Promotional text messaging, especially in the sports industry, is growing in popularity. More and more sports teams and advertisers are reaching sports fans through their mobile devices. As most companies know by now, the FCC rules implementing the Telephone Consumer Protection Act apply to promotional text marketing campaigns. And on January 26, 2015, a federal district court weighed in on FCC regulations that impact whether a consumer has consented to receive promotional text messages. The federal court applied FCC regulations that state that a consumer whose phone number is “captured” via a text message (or caller ID) is not considered to have given express consent to receive additional calls and texts.
As previous discussed here and here, the TCPA bars the improper use of an automatic telephone dialing system or ATDS. The TCPA prohibits businesses from using an ATDS to call or text people without their prior express consent.
In Phillips v. Mozes, Inc., No. 2:12-cv-4033 (N.D. Ala.

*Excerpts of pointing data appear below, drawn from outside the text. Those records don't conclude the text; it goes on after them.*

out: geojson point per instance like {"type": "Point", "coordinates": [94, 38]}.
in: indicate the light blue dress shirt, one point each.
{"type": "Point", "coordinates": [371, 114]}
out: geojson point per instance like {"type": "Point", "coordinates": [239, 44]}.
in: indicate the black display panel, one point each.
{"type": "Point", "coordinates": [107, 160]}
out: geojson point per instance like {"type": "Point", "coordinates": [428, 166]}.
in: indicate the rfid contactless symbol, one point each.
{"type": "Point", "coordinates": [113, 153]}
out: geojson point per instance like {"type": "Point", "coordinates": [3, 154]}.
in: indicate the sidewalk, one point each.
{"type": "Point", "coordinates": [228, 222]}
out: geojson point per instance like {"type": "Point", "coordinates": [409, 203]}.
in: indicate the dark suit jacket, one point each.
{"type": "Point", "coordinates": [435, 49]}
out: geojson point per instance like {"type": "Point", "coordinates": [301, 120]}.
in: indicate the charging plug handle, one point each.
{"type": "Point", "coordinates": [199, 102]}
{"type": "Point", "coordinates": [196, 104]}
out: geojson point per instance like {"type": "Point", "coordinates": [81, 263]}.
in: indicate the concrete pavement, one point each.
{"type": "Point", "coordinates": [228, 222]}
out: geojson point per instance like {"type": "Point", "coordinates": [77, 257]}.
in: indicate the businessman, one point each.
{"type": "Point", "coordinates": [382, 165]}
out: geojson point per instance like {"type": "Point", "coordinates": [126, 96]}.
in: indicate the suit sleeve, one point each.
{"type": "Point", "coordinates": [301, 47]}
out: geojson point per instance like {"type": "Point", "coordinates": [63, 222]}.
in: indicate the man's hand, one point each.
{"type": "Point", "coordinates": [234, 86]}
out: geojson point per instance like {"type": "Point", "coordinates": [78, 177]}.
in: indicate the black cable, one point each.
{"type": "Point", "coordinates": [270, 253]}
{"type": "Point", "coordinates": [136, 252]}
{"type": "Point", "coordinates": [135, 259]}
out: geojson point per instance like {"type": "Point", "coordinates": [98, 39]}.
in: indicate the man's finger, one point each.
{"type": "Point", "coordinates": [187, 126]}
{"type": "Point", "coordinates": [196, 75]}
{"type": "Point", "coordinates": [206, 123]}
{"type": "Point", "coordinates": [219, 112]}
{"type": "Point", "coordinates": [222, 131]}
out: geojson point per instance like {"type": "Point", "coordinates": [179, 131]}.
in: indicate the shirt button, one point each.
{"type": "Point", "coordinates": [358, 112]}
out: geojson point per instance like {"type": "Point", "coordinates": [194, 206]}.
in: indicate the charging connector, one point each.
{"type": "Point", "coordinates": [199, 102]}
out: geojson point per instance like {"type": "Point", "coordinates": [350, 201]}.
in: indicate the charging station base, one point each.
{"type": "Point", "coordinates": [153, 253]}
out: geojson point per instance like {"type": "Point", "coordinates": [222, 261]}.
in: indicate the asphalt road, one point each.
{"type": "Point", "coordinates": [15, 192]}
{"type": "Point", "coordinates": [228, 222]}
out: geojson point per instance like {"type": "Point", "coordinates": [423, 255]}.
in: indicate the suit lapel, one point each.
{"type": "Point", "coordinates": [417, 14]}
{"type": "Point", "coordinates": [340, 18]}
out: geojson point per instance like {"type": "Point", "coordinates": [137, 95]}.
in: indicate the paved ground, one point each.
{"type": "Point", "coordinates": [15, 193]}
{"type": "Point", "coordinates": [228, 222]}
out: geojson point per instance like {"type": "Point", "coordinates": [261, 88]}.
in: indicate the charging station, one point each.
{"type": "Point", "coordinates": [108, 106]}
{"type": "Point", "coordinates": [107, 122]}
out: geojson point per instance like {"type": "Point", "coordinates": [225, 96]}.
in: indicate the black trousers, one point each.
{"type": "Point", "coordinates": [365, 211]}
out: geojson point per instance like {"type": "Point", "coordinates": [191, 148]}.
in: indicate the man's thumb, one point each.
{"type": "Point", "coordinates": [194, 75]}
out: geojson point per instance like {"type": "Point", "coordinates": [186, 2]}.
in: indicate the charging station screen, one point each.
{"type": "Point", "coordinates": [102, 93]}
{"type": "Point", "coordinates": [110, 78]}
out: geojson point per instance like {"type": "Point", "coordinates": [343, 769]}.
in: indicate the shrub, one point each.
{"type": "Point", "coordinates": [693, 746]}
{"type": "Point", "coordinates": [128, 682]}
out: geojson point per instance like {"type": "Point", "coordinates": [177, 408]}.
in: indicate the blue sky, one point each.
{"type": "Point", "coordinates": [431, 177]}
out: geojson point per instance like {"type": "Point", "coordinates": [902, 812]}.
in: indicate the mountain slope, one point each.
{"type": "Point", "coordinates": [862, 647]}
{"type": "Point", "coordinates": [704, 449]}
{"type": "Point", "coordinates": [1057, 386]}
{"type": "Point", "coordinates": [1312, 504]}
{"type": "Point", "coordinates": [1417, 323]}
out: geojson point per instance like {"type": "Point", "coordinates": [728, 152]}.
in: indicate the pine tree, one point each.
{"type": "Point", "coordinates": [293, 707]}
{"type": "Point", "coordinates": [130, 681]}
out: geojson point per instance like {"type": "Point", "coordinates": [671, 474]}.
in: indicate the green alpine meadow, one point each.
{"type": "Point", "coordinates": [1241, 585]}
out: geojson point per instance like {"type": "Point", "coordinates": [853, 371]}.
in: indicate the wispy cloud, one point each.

Jan. 26, 2015), the plaintiff claimed that he responded to a scoreboard announcement during a 2011 football game between the University of Alabama and Louisiana State University instructing fans to cast a vote for the school they support. He then received an unsolicited message (text #1) that included a Coke Zero ad and asked him to provide his date of birth so he could enter a contest and join the “Coke Zero mobile list.”
The plaintiff never responded to this request, but received a second unsolicited message urging him to continue to vote for his favorite team “to make sure they win” (text #2). He responded by voting for Alabama again, and then received the Coke Zero ad again with the request to provide his date of birth (text #3). Ultimately, the plaintiff received a total of five unsolicited text messages during the game. Importantly, he did not claim any violation of the TCPA with respect to text messages he received from the defendants after he transmitted his date of birth to enter the contest for an autographed football.
The plaintiff alleged a violation of TCPA § 227(b)(1)(A), which governs the transmission of calls or texts using an ATDS. At a hearing on the motion to dismiss, the parties stipulated that there were only two text messages at issue (texts #1 and #3). The two messages were the texts sent to the fan in response to his “votes” for Alabama, which stated “Reply with your DOB (MMDDYYY) to enter the contest for an Autographed Football. . . .”
Defendants Coca-Cola and their marketing company moved to dismiss the claims and argued that the plaintiff expressly consented to receive these texts when he “voted” for Alabama to win. The court did not buy the argument at this early stage of the case.
With respect to “prior express consent,” the court noted that FCC regulations, often cited by courts, state that “persons who knowingly release their phone numbers have in effect given their invitation or permission to be called at the number which they have given, absent instructions to the contrary.” But the regulations also state that “if a caller’s number is ‘captured’ by a Caller ID and ANI device . . . , the caller cannot be considered to have given an invitation or permission” to receive calls or texts. In re Rules & Regs. Implementing Tel. Consumer Prot. Act of 1991, 7 FCC Rcd. 8752, 8769 ¶ 31 (Oct. 16, 1992) (emphasis added).
The court held that because the fan’s text messages that voted for Alabama did not contain his telephone number in the body of the message, the complaint plausibly alleged that the fan’s number was “captured.” And because “capturing” cannot be considered express consent to receive unsolicited texts under the TCPA, the court allowed the claims against Coca-Cola to go forward.